= Jean-Baptiste Monnot =

Jean-Baptiste Monnot (/fr/) is a French organist, born in Eu on August 4, 1984.

== Biography ==

=== Studies and competitions ===
Born in 1984 in Eu, Jean-Baptiste Monnot discovered the organ at the age of 12 when he heard the Cavaillé-Coll organ from the Saint-Jacques church, in Le Tréport. He first studied the piano with Hervé Gringoire, then the organ at the Dieppe National Music School with Nicolas Pien and Yvette Martin. In 1999 he entered the Conservatoire national de région de Rouen, where he studied with Louis Thiry and François Ménissier.

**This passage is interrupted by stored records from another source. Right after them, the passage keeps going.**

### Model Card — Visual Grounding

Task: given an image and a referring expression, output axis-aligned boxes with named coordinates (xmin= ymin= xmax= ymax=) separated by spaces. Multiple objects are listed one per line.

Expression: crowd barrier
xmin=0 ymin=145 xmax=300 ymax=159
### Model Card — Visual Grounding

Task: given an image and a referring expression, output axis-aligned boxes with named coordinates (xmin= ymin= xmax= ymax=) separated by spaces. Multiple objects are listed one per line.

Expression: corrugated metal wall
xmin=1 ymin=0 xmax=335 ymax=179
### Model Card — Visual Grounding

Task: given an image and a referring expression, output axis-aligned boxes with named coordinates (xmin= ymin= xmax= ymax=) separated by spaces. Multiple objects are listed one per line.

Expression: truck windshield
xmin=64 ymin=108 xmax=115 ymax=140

He was awarded the Gold Medal in 2002, the First Prize for Improvisation in 2003 and the First Prize of Excellence in 2004. In 2002, he unanimously won the first prize of the Fourth Young Organist Competition of Saint-Germain- des-Fossés chaired by Marie-Claire Alain.

In 2004 at the age of 19, he entered the National Conservatory of Music and Dance in Paris, in the class of Olivier Latry and Michel Bouvard and obtained the higher education diploma in 2007. He also studied with Bernhard Haas at the State University of Music and Performing Arts Stuttgart.

=== Career ===
On December 24, 2021, he accompanied with Oswald Sallaberger a very special office celebrated by Father Bertrand Laurent in Saint-Ouen de Rouen, since no Christmas Eve had been celebrated in this place for probably more than forty years, according to Henry. Decaëns.

== Invention ==
He is also the main designer and performer of the Orgue du Voyage. Transportable and modular, this unique electronic transmission instrument allows aesthetic and educational use in various places such as Nantes Cathedral, Saint-Maximin basilica, Vaucelles Abbey or the Louvre Pyramid. With its eight independent modules, it is more practical than the one that Pierre Cochereau had built by organ builder Philippe Hartmann. His invention remains mainly in the chevet-apse chapel of the Saint-Ouen abbey in Rouen.